Управление общественными и природными потоками превратилось, по сути, в обеспечение краткосрочной функциональной, прагматичной стабильности. Таким образом, иссякает потенциальная мощность самоориентации, саморегулирования, эмансипации, динамического равновесия, общей целесообразности, соборности и творчества.

Чем меньше философские идеи претендуют на общность, глубину, креативность и смелость, тем лучше они укладываются в благополучную картину мира. Творцы философской сцены сознают, что целостное, последовательное знание выглядит для истеблишмента неубедительным и даже подозрительным, а с обывательской точки зрения, может казаться и вовсе недопустимо неясным, мутным, абстрактным, даже отталкивающим.
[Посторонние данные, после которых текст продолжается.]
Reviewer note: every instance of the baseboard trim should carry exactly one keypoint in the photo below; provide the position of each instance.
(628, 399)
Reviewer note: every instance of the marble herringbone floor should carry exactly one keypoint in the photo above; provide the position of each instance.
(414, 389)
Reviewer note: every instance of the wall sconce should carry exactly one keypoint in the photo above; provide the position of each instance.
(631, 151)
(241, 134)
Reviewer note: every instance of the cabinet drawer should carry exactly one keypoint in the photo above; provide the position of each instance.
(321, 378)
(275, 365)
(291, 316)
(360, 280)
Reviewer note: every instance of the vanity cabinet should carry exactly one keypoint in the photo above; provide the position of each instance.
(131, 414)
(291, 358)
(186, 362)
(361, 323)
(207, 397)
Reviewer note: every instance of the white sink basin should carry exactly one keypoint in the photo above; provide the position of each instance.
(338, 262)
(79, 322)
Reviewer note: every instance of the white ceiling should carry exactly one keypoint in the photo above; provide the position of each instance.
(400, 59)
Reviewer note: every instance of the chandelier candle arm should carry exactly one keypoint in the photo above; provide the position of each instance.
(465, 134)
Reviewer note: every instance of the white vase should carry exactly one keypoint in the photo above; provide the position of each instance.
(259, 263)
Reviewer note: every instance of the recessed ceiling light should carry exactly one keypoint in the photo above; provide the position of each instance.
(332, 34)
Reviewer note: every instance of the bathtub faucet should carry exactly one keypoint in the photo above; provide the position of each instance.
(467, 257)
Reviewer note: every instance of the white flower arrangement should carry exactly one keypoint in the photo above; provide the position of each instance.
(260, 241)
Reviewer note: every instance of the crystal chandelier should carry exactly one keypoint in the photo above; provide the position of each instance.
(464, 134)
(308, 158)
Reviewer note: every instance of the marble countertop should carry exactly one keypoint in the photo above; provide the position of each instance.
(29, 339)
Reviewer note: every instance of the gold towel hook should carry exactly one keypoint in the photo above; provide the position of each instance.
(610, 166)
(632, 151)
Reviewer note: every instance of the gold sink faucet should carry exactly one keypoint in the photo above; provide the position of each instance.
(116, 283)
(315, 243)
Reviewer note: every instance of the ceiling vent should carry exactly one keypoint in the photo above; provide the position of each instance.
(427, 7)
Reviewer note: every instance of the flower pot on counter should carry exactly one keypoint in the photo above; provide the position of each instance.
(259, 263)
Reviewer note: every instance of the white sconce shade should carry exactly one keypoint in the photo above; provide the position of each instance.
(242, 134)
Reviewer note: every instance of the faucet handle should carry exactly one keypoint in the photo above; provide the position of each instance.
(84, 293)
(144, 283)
Декаданс философии стал особенно заметным после падения Берлинской стены. Одни интеллектуалы отнеслись к этому событию как к идеологической победе или даже как к концу истории и всех ее противоречий; другие как к сигналу побыстрее и получше адаптироваться к новому общественному единству; а третьи как к облегчению, освобождению от индивидуального бремени общественной ответственности. Первые, опьяненные «успехом», почили на лаврах, будучи уверены, что после идеологической войны, длившейся десятилетиями, безусловно заслужили теплое местечко и покой (осталось только с правильными временными промежутками в соответствующих памфлетах доказывать истеблишменту, что они еще живы, чтобы синекура не прекратилась); другие, несмотря на основательно промытые мозги, вовремя сообразили, что новые работодатели, прямо как их предшественники, вовсе не ищут никакой философской глубины, достаточно одной лояльности и симуляции знания, а потому легко смирились с новыми условиями, в которых цели и средства давно обменялись ролями; третьи, освобожденные от обязанности заботиться о единстве теории и практики, наконец дождались момента, когда для внешнего признания и привилегий не надо ничего делать – их обманчивая ценностная неопределенность создаст впечатление свободной, демократической атмосферы в обществе, а инерция системы в любом случае сделает свою работу.

В новых обстоятельствах без прежних идеологических тисков с какой бы то ни было стороны можно было бы ожидать истинного взрыва философского творчества; но никаких впечатляющих рукописей из домашних закромов не вышло. Меж тем, все восприняли новое положение вещей как длительное и в конечном итоге «освобождающее»; никто больше даже не пытается скрыть радикальность отклонения от аутентичной философской критики, которая до конца восьмидесятых годов двадцатого века, вопреки потребительскому коду и врожденным человеческим слабостям, все еще теплилась. С урезанными горизонтами, легко поддающийся влиянию и лишенный терпения, жаждущий внешнего признания человек относился все сдержаннее к великим темам, и эта всеобщая воздержанность отразилась на философской сфере.

В результате испарилось желание видеть вещи, какими они действительно являются, прежде чем говорить, какими они должны были бы быть.

Философия превратилась в куртуазное оружие университетских бюрократов, равнодушных к истине. Соблюдая правила игры в «дурной бесконечности», в погоне за успехом, усердно делая карьеры в напряженной и упорной борьбе с конкуренцией, они готовы закрыть глаза на любое притеснение. Где-то по дороге они потеряли способность к критическому мышлению, ощущение ценности, даже чувство самоуважения. Если бы их спросили, почему они согласились плясать под эту дудку – они не нашлись бы, что вам ответить.